La settimana dei mercati parte come era finita quella precedente, male. Anzi malissimo. Milano ha chiuso con un calo del 4%, con tutti i titoli in rosso e la galassia Agnelli sotto particolare pressione (Exor – 6,3%, Stellantis – 7%, Cnh – 6,6%, Iveco – 7,1%). caduta del 4% anche per la borsa di Parigi mentre Francofortesi è fermata a – 3,8%. Londra ha lasciato sul terreno il 2,6%. L’Eurostoxx 50, indice che raggruppa le 50 più grandi aziende quotate della zona euro, ha perso il 4,1%. Nel frattempo a New York l’S&P500 cede il 3,4%, il Nasdaq il 3,8%. In rialzo viceversa i prezzi dei titoli di Stato statunitensi, bene rifugio per eccellenza. Tiene lo spread ma la chiusura è al rialzo a 139 punti, con i Btp a 10 anni che pagano l’1,28%. Sale l’oro che raggiunge i 1841 dollari/oncia (+ 0,5%). Bitcoin in altalena, prima scende sotto i 33mila dollari, poi recupera e prova a sganciarsi dagli indici azionari.
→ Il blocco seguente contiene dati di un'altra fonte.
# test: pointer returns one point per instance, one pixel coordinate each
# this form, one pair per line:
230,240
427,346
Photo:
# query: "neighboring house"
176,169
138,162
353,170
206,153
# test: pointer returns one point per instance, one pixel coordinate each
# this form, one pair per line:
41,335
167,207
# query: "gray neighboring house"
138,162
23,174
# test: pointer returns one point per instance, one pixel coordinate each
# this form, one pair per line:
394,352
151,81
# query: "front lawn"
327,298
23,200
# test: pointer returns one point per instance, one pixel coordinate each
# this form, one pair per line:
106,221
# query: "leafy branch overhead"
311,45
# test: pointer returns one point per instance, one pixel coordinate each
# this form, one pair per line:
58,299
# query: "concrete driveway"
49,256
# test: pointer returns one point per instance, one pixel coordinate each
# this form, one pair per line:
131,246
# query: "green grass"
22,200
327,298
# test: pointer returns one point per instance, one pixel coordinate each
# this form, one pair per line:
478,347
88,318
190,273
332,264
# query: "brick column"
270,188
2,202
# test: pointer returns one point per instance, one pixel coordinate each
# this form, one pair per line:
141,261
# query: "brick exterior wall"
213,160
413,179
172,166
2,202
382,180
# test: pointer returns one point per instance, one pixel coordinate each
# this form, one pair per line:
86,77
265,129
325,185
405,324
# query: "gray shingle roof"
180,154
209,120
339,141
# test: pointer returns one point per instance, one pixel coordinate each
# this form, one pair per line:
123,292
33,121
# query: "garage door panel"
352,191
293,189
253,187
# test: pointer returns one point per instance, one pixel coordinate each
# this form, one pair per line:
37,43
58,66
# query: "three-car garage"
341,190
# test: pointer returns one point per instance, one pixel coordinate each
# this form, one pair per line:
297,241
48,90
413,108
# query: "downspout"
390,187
A pesare sui listini sono le crescenti tensioni tra Russia, Europa e Stati Uniti in relazione alla crisi Ucraina. Mosca si oppone all’ingresso nella Nato dell’ex repubblica sovietica e ha schierato oltre 100mila soldati lungo il confine. Gran Bretagna e Stati Uniti hanno avviato stamane le operazioni di evacuazione dei rispettivi corpi diplomatici. Le ripercussioni si sentono soprattutto sul prezzo del gas (dalla Russia proviene il 40% del gas consumato in Europa) in aumento oggi del 12% vicino ai 90 euro per megawatt/ora. Il contestuale calo delle quotazioni petrolifere (- 3%) può suggerire che, al di là della situazione europea, gli investitori si attendano un rallentamento della crescita economica.
Si tratta di un ulteriore fattore di pressione sui prezzi al consumo dopo che l’inflazione ha già raggiunto il 5% nella zona euro e il 7% negli Stati Uniti. In queste condizioni aumentano le probabilità di una politica monetaria meno accomodante da parte delle banche centrali e quindi di una riduzione della liquidità, anche quella da investire in azioni. La Federal Reserve statunitense dovrebbe effettuare un primo rialzo dei tassi già il prossimo marzo. Mercoledì è in programma una riunione della Fed da cui potrebbero emergere maggiori indicazioni. Per la Banca centrale europea esclude interventi nel breve termine ma la posizione all’interno del consiglio direttivo non è granitica. A fine 2018 i mercati reagirono alla prospettiva di una stretta monetaria con violenti cali che costrinsero la Fed a fare marcia indietro. All’epoca l’inflazione non destava però le stesse preoccupazioni di questi giorni.